The boy has autism and epilepsy and often feels more comfortable naked, Brouder said. But she also knew his antics could be considered inappropriate and yelled to her son, “You can’t be naked. Get back in the house.” Yet the child jumped over the screen again.
Later that day, Brouder received a call from the Department of Children and Families. The social worker informed her that school staff had reported a naked adult male exposing himself on the computer.
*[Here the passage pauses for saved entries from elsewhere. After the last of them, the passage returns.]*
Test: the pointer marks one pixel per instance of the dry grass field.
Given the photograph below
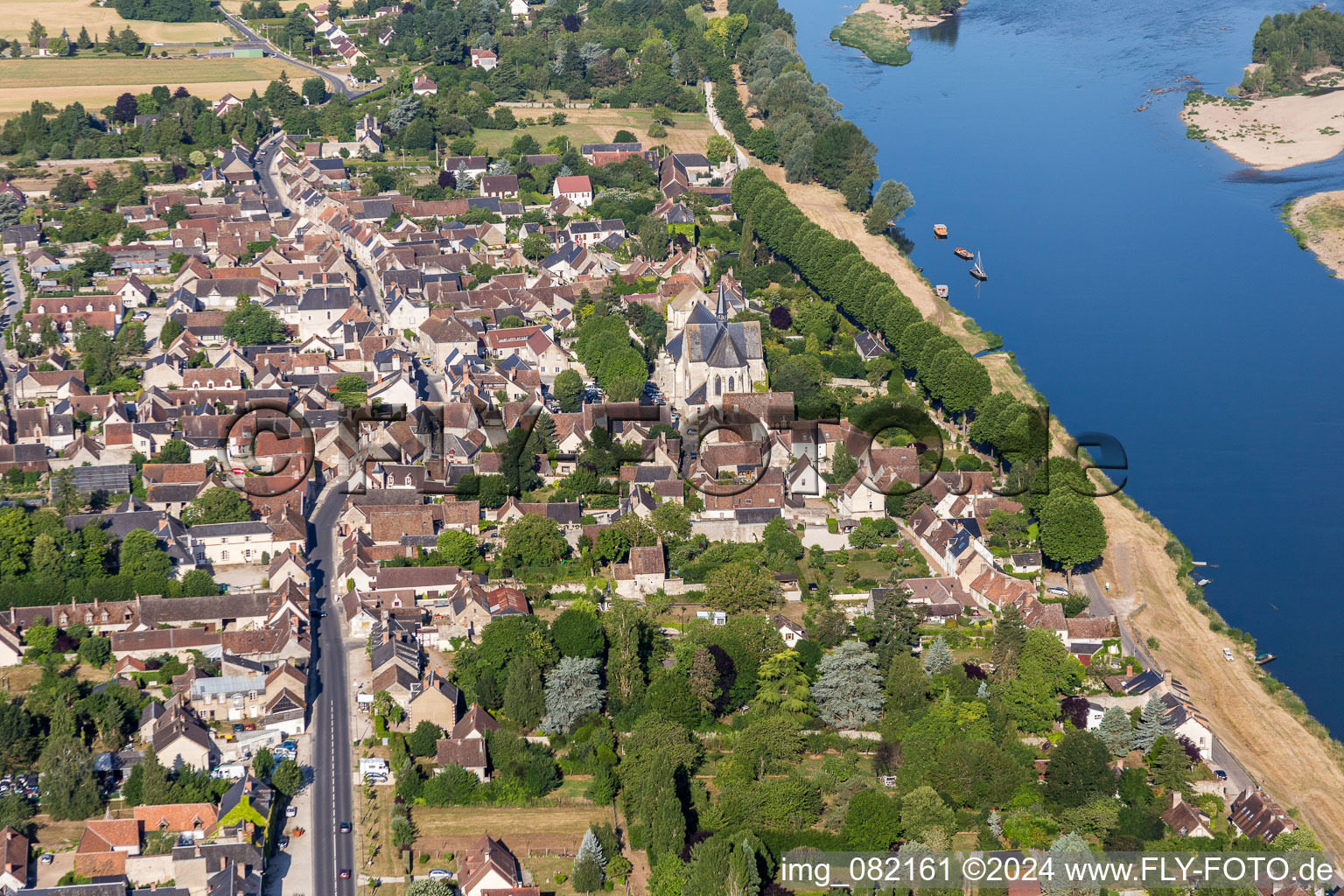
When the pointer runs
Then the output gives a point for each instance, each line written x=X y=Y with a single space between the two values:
x=75 y=14
x=235 y=5
x=98 y=82
x=599 y=125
Brouder explained that she lives alone with her four young children and that the nude male was only 6.
She was relieved when the social worker told her the case wouldn’t go anywhere. The school district, however, wasn’t ready to drop the issue. The head of Haverhill’s special-education department told Brouder that afternoon they had contacted the city police department “due to the severity of the allegations,” according to Brouder.
A plainclothes police officer came to her home that evening; that case, too, was eventually dropped. (A Haverhill police spokesman declined to comment.)
Haverhill Superintendent Margaret Marotta would not comment on the specifics of Brouder’s case, but said in an e-mailed statement: “Our staff would not call DCF for suspicion of a naked 6 year old.”
She added that DCF is only contacted “if we had immediate concerns for the well-being of a student.”
But Brouder said there were lasting effects from Haverhill’s decision to report the family; her daughter, for one, refused to join another live video class session out of fear for her family.
“She didn’t want to get anyone in trouble,” said Brouder.